India Forces Drug Companies To Give Up Patents Early

Nexavar, a kidney and liver cancer drug made by Bayer, costs an estimated $69,000 for a year of treatment, Forbes reported in 2012. That year, an Indian company got a license to make a generic version of the same drug and sell it at a 97 percent discount. The license came from the Indian government, without consulting Bayer. Now the government is preparing to give out more licenses for Indian companies to make expensive Western drugs for Indian citizens to take, Bloomberg News reports.

The Bloomberg and Forbes stories offer a glimpse into a fascinating practice that’s got Western drug companies riled up and seems to have no easy solutions.

The license-giving program is the Indian government’s way of making lifesaving drugs affordable to its people. Nexavar’s $69,000 price tag is 41 times the per capita income in India, Forbes points out.

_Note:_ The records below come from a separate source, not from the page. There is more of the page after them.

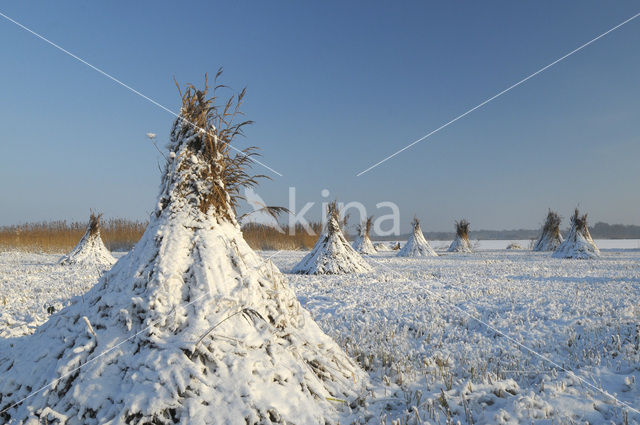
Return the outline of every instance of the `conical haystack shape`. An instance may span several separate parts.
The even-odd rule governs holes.
[[[375,254],[376,249],[373,247],[373,243],[369,238],[371,232],[371,226],[373,225],[373,216],[367,217],[367,219],[358,226],[358,237],[353,241],[353,249],[360,254]]]
[[[571,228],[567,234],[567,239],[553,253],[554,258],[596,258],[600,256],[600,250],[596,246],[589,227],[587,226],[587,215],[580,216],[576,208],[571,217]]]
[[[540,232],[540,237],[533,246],[533,250],[555,251],[562,241],[562,235],[560,234],[560,216],[554,211],[549,210],[544,226],[542,226],[542,232]]]
[[[469,243],[469,222],[467,220],[456,221],[456,238],[449,245],[449,252],[471,252]]]
[[[332,400],[355,406],[364,372],[242,237],[243,92],[220,109],[213,95],[184,92],[133,250],[33,335],[0,340],[1,423],[325,424]]]
[[[59,264],[84,264],[108,268],[116,262],[116,259],[102,242],[100,236],[101,217],[102,214],[91,213],[89,226],[82,239],[71,252],[58,260]]]
[[[398,257],[437,257],[438,254],[431,248],[420,229],[420,220],[417,217],[411,222],[413,231],[402,249],[398,251]]]
[[[340,230],[340,211],[336,202],[329,204],[327,230],[302,261],[292,270],[299,274],[366,273],[371,266],[349,245]]]

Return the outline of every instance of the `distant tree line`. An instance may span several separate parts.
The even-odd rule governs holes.
[[[563,234],[568,231],[564,229]],[[640,226],[633,224],[608,224],[601,221],[589,226],[591,236],[596,239],[640,239]],[[434,241],[450,241],[455,237],[454,232],[424,232],[427,239]],[[407,234],[382,238],[385,240],[406,239]],[[540,229],[515,229],[515,230],[471,230],[471,239],[481,240],[510,240],[510,239],[535,239],[540,236]],[[376,239],[372,235],[372,239]],[[378,238],[380,240],[381,238]]]

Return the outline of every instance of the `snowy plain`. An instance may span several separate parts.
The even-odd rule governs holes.
[[[434,241],[439,257],[380,253],[344,276],[289,274],[303,251],[261,254],[370,375],[341,423],[640,424],[640,241],[597,240],[595,260],[511,242]],[[102,273],[58,258],[0,253],[0,337],[32,333]]]

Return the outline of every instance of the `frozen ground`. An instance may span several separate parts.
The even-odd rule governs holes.
[[[473,254],[366,257],[373,273],[288,275],[371,376],[366,408],[345,407],[342,423],[640,424],[640,244],[596,242],[591,261],[482,242]],[[273,261],[287,273],[304,254]],[[0,253],[0,336],[32,332],[100,273],[57,258]]]

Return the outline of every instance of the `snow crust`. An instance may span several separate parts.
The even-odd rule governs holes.
[[[176,121],[132,251],[33,334],[0,340],[0,422],[324,425],[359,408],[368,376],[247,245],[203,134]]]
[[[378,254],[372,274],[291,277],[371,377],[365,411],[342,423],[640,424],[640,250],[572,262],[504,246],[420,261]],[[299,258],[275,261],[286,270]]]
[[[364,407],[352,410],[331,402],[340,423],[640,424],[637,413],[520,350],[443,301],[638,409],[638,240],[598,240],[607,249],[588,262],[507,251],[507,242],[482,241],[473,256],[420,261],[380,253],[369,259],[375,273],[288,276],[302,307],[369,375],[372,387]],[[280,252],[273,261],[277,268],[289,270],[303,255]],[[0,335],[7,338],[0,340],[0,353],[7,352],[3,351],[6,341],[18,339],[8,338],[5,331],[14,337],[21,329],[32,331],[29,320],[46,316],[42,305],[64,303],[64,297],[82,294],[99,273],[80,265],[61,267],[56,259],[0,253]],[[85,295],[85,303],[87,299]],[[192,307],[201,305],[196,302]],[[8,317],[13,317],[12,324],[7,324]],[[86,322],[80,329],[87,329]],[[213,333],[222,339],[219,330]],[[130,352],[123,355],[131,356]],[[0,373],[0,383],[4,377]],[[148,377],[155,379],[153,374]],[[114,385],[120,385],[118,379]],[[93,397],[99,399],[100,388],[95,391]],[[50,424],[61,415],[55,409],[43,412]]]
[[[330,399],[367,382],[236,225],[188,216],[152,221],[82,298],[0,341],[0,375],[2,409],[54,382],[4,414],[18,424],[332,422]]]

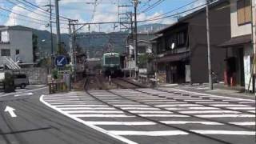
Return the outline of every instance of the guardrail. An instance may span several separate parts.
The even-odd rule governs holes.
[[[68,92],[69,89],[66,82],[49,82],[49,94],[65,93]]]

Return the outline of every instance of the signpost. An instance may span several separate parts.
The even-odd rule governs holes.
[[[66,58],[65,56],[58,56],[55,59],[55,65],[57,67],[64,67],[67,63]]]

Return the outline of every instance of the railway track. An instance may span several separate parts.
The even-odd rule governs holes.
[[[116,84],[117,86],[118,86],[119,87],[121,87],[121,88],[131,89],[132,90],[134,90],[136,92],[144,93],[146,94],[149,94],[149,95],[151,95],[151,96],[158,97],[159,98],[164,98],[164,99],[167,99],[167,100],[168,99],[172,99],[172,100],[175,100],[175,101],[177,100],[177,99],[174,99],[174,98],[170,98],[162,97],[162,96],[160,96],[160,95],[158,95],[158,94],[152,94],[147,93],[147,92],[146,92],[146,91],[142,90],[144,90],[144,89],[138,89],[138,88],[142,87],[141,86],[136,85],[136,84],[134,84],[133,82],[129,82],[128,81],[123,80],[122,78],[116,78],[116,79],[114,79],[113,81],[113,82],[114,84]],[[165,91],[165,90],[156,90],[156,89],[154,89],[154,90],[162,91],[162,92]],[[158,106],[156,106],[154,105],[151,105],[151,104],[149,104],[147,102],[142,102],[142,101],[139,101],[139,100],[135,100],[135,99],[133,99],[133,98],[129,98],[124,97],[124,96],[121,95],[120,94],[113,92],[112,90],[106,90],[106,91],[108,92],[108,93],[111,93],[111,94],[114,94],[115,96],[118,97],[119,98],[122,98],[124,100],[128,100],[128,101],[138,103],[138,104],[147,106],[150,106],[150,107],[152,107],[152,108],[159,109],[161,110],[169,111],[169,112],[175,114],[186,115],[186,116],[189,116],[189,117],[191,117],[191,118],[202,119],[202,120],[204,120],[204,121],[206,121],[206,122],[218,122],[218,123],[221,123],[222,125],[231,126],[231,127],[234,127],[234,128],[238,128],[238,129],[242,129],[242,130],[254,130],[254,129],[252,129],[252,128],[250,128],[250,127],[246,127],[246,126],[242,126],[231,124],[231,123],[228,123],[228,122],[219,121],[219,120],[213,120],[213,119],[210,119],[210,118],[201,118],[201,117],[198,117],[198,116],[195,116],[195,115],[193,115],[193,114],[183,114],[183,113],[178,112],[176,110],[167,110],[167,109],[162,108],[162,107],[158,107]],[[122,109],[122,108],[120,108],[118,106],[114,106],[114,105],[108,102],[106,102],[106,101],[104,101],[104,100],[99,98],[97,98],[97,96],[94,96],[93,94],[91,94],[86,90],[86,92],[90,96],[91,96],[92,98],[94,98],[97,101],[99,101],[99,102],[102,102],[102,103],[104,103],[104,104],[106,104],[106,105],[107,105],[109,106],[114,107],[114,108],[115,108],[117,110],[122,110],[122,111],[123,111],[123,112],[125,112],[126,114],[129,114],[134,115],[135,117],[145,119],[146,121],[155,122],[155,123],[158,123],[159,125],[162,125],[162,126],[167,126],[167,127],[170,127],[170,128],[174,128],[174,129],[177,129],[177,130],[182,130],[182,131],[192,134],[198,135],[199,137],[202,137],[202,138],[206,138],[210,139],[212,141],[218,142],[220,143],[230,143],[230,142],[227,142],[227,141],[225,141],[225,140],[222,140],[222,139],[220,139],[220,138],[216,138],[210,137],[210,136],[208,136],[208,135],[206,135],[206,134],[202,134],[201,133],[197,133],[197,132],[194,132],[194,131],[191,131],[190,130],[187,130],[187,129],[185,129],[185,128],[182,128],[182,127],[179,127],[179,126],[176,126],[174,125],[163,123],[163,122],[161,122],[160,121],[155,120],[154,118],[147,118],[147,117],[141,116],[141,115],[139,115],[138,114],[130,112],[129,110],[123,110],[123,109]],[[169,94],[175,94],[171,93],[171,92],[169,92]],[[183,95],[183,96],[186,95],[186,94],[179,94],[179,93],[178,94],[177,92],[176,92],[176,94],[178,94],[179,96],[180,95]],[[177,100],[177,101],[178,102],[186,102],[186,101],[182,101],[182,100]],[[195,104],[194,102],[186,102],[190,103],[190,104]],[[229,109],[226,109],[226,108],[223,108],[223,107],[212,106],[210,106],[210,105],[202,105],[202,106],[208,106],[208,107],[220,108],[220,109],[222,109],[222,110],[229,110]],[[229,110],[242,112],[240,110]]]
[[[126,82],[125,80],[122,80],[122,81]],[[126,82],[129,83],[128,82]],[[123,88],[126,88],[126,87],[123,86]],[[127,87],[126,87],[126,89],[127,89]],[[149,95],[151,95],[151,96],[158,97],[159,98],[165,98],[165,99],[167,99],[167,100],[168,99],[169,100],[175,100],[175,101],[181,102],[186,102],[188,104],[198,105],[198,103],[193,102],[180,100],[180,99],[177,99],[177,98],[168,98],[168,97],[162,96],[162,95],[158,95],[158,94],[150,94],[149,92],[146,92],[147,91],[146,90],[142,90],[143,89],[132,89],[132,90],[135,90],[137,92],[141,92],[141,93],[143,93],[143,94],[149,94]],[[158,89],[154,89],[154,90],[158,90]],[[161,90],[161,91],[162,91],[162,90]],[[164,92],[166,90],[164,90]],[[110,91],[110,92],[114,94],[118,94],[113,93],[112,91]],[[178,93],[177,91],[173,91],[173,93],[171,93],[171,92],[167,92],[167,93],[176,94],[176,96],[178,94],[177,97],[178,97],[178,96],[187,97],[188,96],[187,94],[182,94],[182,93]],[[190,116],[190,117],[193,117],[193,118],[199,118],[199,119],[202,119],[202,120],[215,122],[222,123],[222,124],[224,124],[224,125],[229,125],[229,126],[231,126],[239,127],[239,128],[245,129],[245,130],[254,130],[254,128],[249,128],[249,127],[242,126],[238,126],[238,125],[235,125],[235,124],[227,123],[227,122],[222,122],[222,121],[212,120],[212,119],[206,118],[197,117],[197,116],[194,116],[193,114],[183,114],[183,113],[180,113],[180,112],[178,112],[178,111],[175,111],[175,110],[167,110],[167,109],[162,108],[162,107],[157,107],[157,106],[155,106],[154,105],[151,105],[151,104],[149,104],[149,103],[146,103],[146,102],[141,102],[141,101],[128,98],[126,97],[122,97],[122,96],[120,96],[120,97],[122,97],[123,98],[126,98],[126,99],[128,99],[128,100],[130,100],[130,101],[133,101],[133,102],[138,102],[138,103],[140,103],[142,105],[146,105],[146,106],[151,106],[151,107],[154,107],[154,108],[158,108],[158,109],[161,109],[162,110],[170,111],[170,112],[172,112],[172,113],[174,113],[174,114],[185,114],[185,115],[187,115],[187,116]],[[219,102],[219,101],[218,101],[218,102]],[[255,114],[254,113],[250,113],[250,112],[247,112],[247,111],[244,111],[244,110],[232,110],[232,109],[228,109],[228,108],[221,107],[221,106],[214,106],[207,105],[207,104],[199,104],[199,105],[203,106],[206,106],[206,107],[218,108],[218,109],[224,110],[230,110],[230,111],[235,111],[235,112],[239,112],[239,113],[246,113],[246,114]]]

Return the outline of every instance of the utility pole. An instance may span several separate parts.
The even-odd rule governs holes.
[[[49,10],[50,10],[50,62],[51,62],[51,66],[50,68],[54,68],[54,38],[53,38],[53,25],[52,25],[52,10],[54,5],[51,3],[51,0],[50,0],[50,4],[46,5],[44,6],[49,6]]]
[[[55,13],[56,13],[56,30],[57,30],[57,54],[59,54],[61,50],[61,32],[59,26],[59,11],[58,11],[58,0],[55,1]]]
[[[135,78],[137,78],[137,67],[138,67],[138,27],[137,27],[137,8],[138,5],[138,0],[134,0],[134,60],[135,60]]]
[[[208,74],[209,74],[209,88],[214,90],[213,79],[212,79],[212,68],[211,68],[211,50],[210,50],[210,26],[209,26],[209,4],[210,0],[206,0],[206,32],[207,32],[207,50],[208,50]]]
[[[70,57],[72,69],[74,70],[74,78],[76,81],[76,46],[75,46],[75,38],[76,38],[76,30],[74,23],[78,22],[77,20],[69,19],[69,34],[70,34]]]

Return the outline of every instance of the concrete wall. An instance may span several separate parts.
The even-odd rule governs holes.
[[[10,49],[10,57],[15,60],[16,50],[24,63],[33,62],[32,31],[8,30],[10,43],[0,44],[0,49]]]
[[[230,39],[230,13],[228,6],[229,2],[224,2],[211,7],[209,14],[212,70],[218,74],[221,81],[224,77],[226,50],[218,45]],[[209,80],[206,12],[198,14],[186,22],[190,23],[191,81],[194,83],[207,82]]]
[[[251,25],[247,23],[246,25],[238,26],[238,11],[237,2],[238,0],[230,0],[230,24],[231,24],[231,37],[238,37],[242,35],[251,34]]]
[[[22,69],[22,73],[26,74],[30,84],[39,85],[47,83],[47,70],[44,68],[26,68]]]

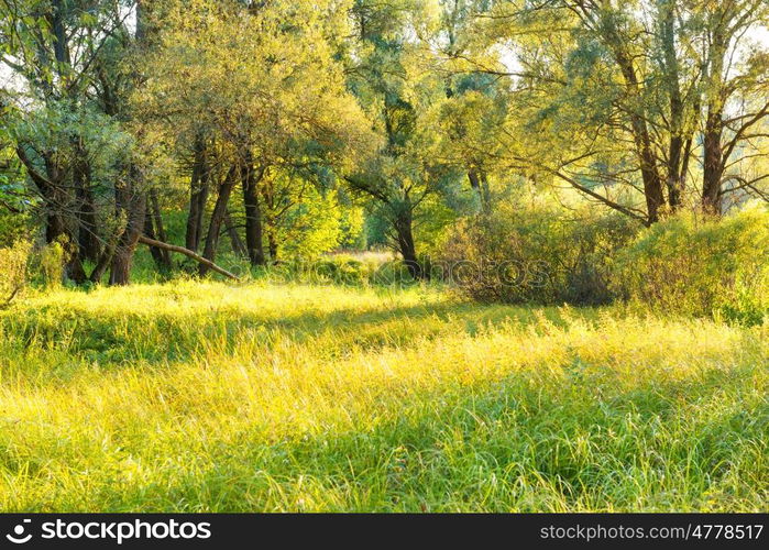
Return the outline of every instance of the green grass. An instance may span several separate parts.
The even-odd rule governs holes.
[[[50,292],[0,314],[0,508],[766,512],[768,364],[436,289]]]

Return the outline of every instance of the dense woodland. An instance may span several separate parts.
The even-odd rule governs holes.
[[[75,285],[128,284],[144,245],[226,276],[388,246],[415,279],[525,260],[570,278],[547,299],[626,295],[602,273],[639,232],[766,223],[768,24],[765,0],[2,0],[0,238]]]

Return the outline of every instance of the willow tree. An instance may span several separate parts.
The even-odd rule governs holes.
[[[515,50],[497,67],[518,99],[513,162],[646,224],[719,210],[767,116],[767,48],[750,44],[766,2],[514,1],[487,15],[479,32]]]
[[[187,245],[213,260],[240,187],[245,245],[265,262],[263,178],[282,167],[344,166],[372,140],[330,37],[347,33],[338,2],[163,2],[160,46],[138,97],[147,124],[165,132],[190,169]],[[205,273],[206,267],[201,267]]]
[[[414,278],[426,276],[415,226],[428,213],[425,207],[461,176],[453,163],[436,155],[439,135],[431,110],[446,99],[446,88],[430,68],[433,53],[424,42],[437,32],[438,14],[437,4],[414,0],[356,0],[351,11],[349,86],[382,146],[345,179],[385,218],[391,243]]]
[[[40,199],[45,239],[64,243],[66,273],[77,283],[88,278],[84,261],[96,264],[92,280],[99,280],[110,265],[114,282],[124,275],[117,274],[124,270],[116,264],[125,255],[123,246],[112,243],[123,240],[132,222],[123,220],[120,229],[101,227],[99,220],[109,218],[103,211],[122,209],[119,188],[132,185],[139,174],[131,158],[132,140],[123,128],[127,88],[107,90],[135,46],[135,29],[129,23],[135,4],[79,0],[0,4],[0,56],[15,82],[2,100],[14,113],[17,155],[31,193]]]

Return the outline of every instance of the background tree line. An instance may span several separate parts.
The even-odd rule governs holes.
[[[419,279],[576,211],[622,221],[540,241],[600,254],[769,199],[768,25],[763,0],[0,0],[0,237],[59,243],[78,285],[128,284],[141,243],[200,275],[389,245]]]

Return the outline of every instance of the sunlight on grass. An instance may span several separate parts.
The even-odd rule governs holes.
[[[760,510],[769,328],[215,283],[0,317],[12,510]]]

The drugs the government committee is now considering for licensing include those for HIV and diabetes, which affect tens of millions of Indians. (Previously, the government committee only looked at cancer drugs, so the addition of these common diseases are a first, Bloomberg reports.)

At the same time, drug companies say the practice is unfair, with Bayer CEO Marijn Dekkers telling Bloomberg it is “essentially theft.” The generics licensing, offered without the patent-protection period drug companies enjoy in the U.S. and other western nations, undercuts companies’ ability to recoup the billion-dollar costs of researching new treatments. It discourages companies from making the investment needed to find new drugs, Merck told Bloomberg.